Я омывала его ноги слезами. Как они смели! Как смели!
Били… истязали… могли убить…[185] И только испугались Божьего суда…
Когда они подняли руки на старца, он, старец, сказал:
— Да будет воля Твоя!
И рука епископа Гермогена повисла, как плеть.
Свершилось нечто страшное. Они пошли открытым бунтом против старца и против Папы и Мамы. Знают ли они, какая судьба их ждет?[186]
Леличка, обливая слезами руки старца, шепчет все то же:
— Примирите, примирите их… Или случится большое горе! — Старец говорит:
— Поздно.

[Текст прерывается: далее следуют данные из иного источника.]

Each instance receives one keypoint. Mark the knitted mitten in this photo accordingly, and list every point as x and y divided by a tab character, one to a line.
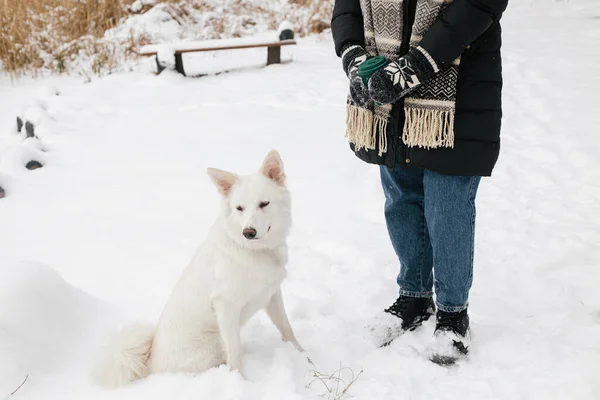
397	79
352	57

Я еще надеялся на то, что они поймут… что им без меня нельзя… А они, вот, не понимают… Думали, убьют Григория — к Маме пройдут… Врут, проклятые!
Когда вечером пришел Илиодор, этот бунтовщик, этот одержимый гордостью и злобой дьявольской в смиренной одеянии монаха, то я молила Бога:
— Всели в меня, Господи, дух смирения, не Дай нанести оскорбление принявшему сан!
И, когда он заговорил, я отошла к окну, боялась на него смотреть. А когда старец сказал, указывая на Илиодора: «Заманили и хотели убить… Крестом… крестом убить», то я почувствовала, что готова броситься… рвать… терзать…
И когда Александр Эрикович поднял свой кулак[187], я вспомнила его слова:
— Этой рукой сам 80 революционеров казнил!
Да, я знаю, что Александр Эрикович умеет отстаивать друзей Папы и Мамы…
Очевидно, о том же подумал и Илиодор, глядя на кулак Александра Эриковича, потому что голос его стал тише, когда он стал пробираться к двери.
Смиренный схимник, одержимый бесовской гордостью, — о, как я его ненавижу! И нет таких мучений, которые могли бы искупить его грех перед старцем. Знал ли он, понимал, на кого поднял свою руку?
Когда он ушел, старец мрачно поник головой.
— Не хотел с ним войны. Пожалеть его хотел… А он сам… сам себе яму копать хотел…
Вскоре все разъехались.
Я осталась со старцем. И он тихо сказал:
— Аннушка, они не меня, а Папу… Маму оскорбили… И я рад за них пострадать… Но зачем они такую злобу имеют?
И его святые глаза покрылись такой любовью… такой лаской ко всему миру…
10 мая.
Леличка не хочет успокоиться:
— Пойми, они оба, оба — лучшие сыны …[188] бес искуситель…
Она вся, как в огне, горит. Написала Маме:
«Сестра Александра, моя госпожа и царица. Стань между ними, соедини их руки, и да будет между ними мир и любовь. Они, вот, не могли понять — все, и даже и Аннушка, — что они оба — Илиодор и Григорий — братья во Христе, лучшие сыны церкви… и от войны между ними может случиться страшное шатанье трона… Шатанье трона! Царица, помири их!»[189]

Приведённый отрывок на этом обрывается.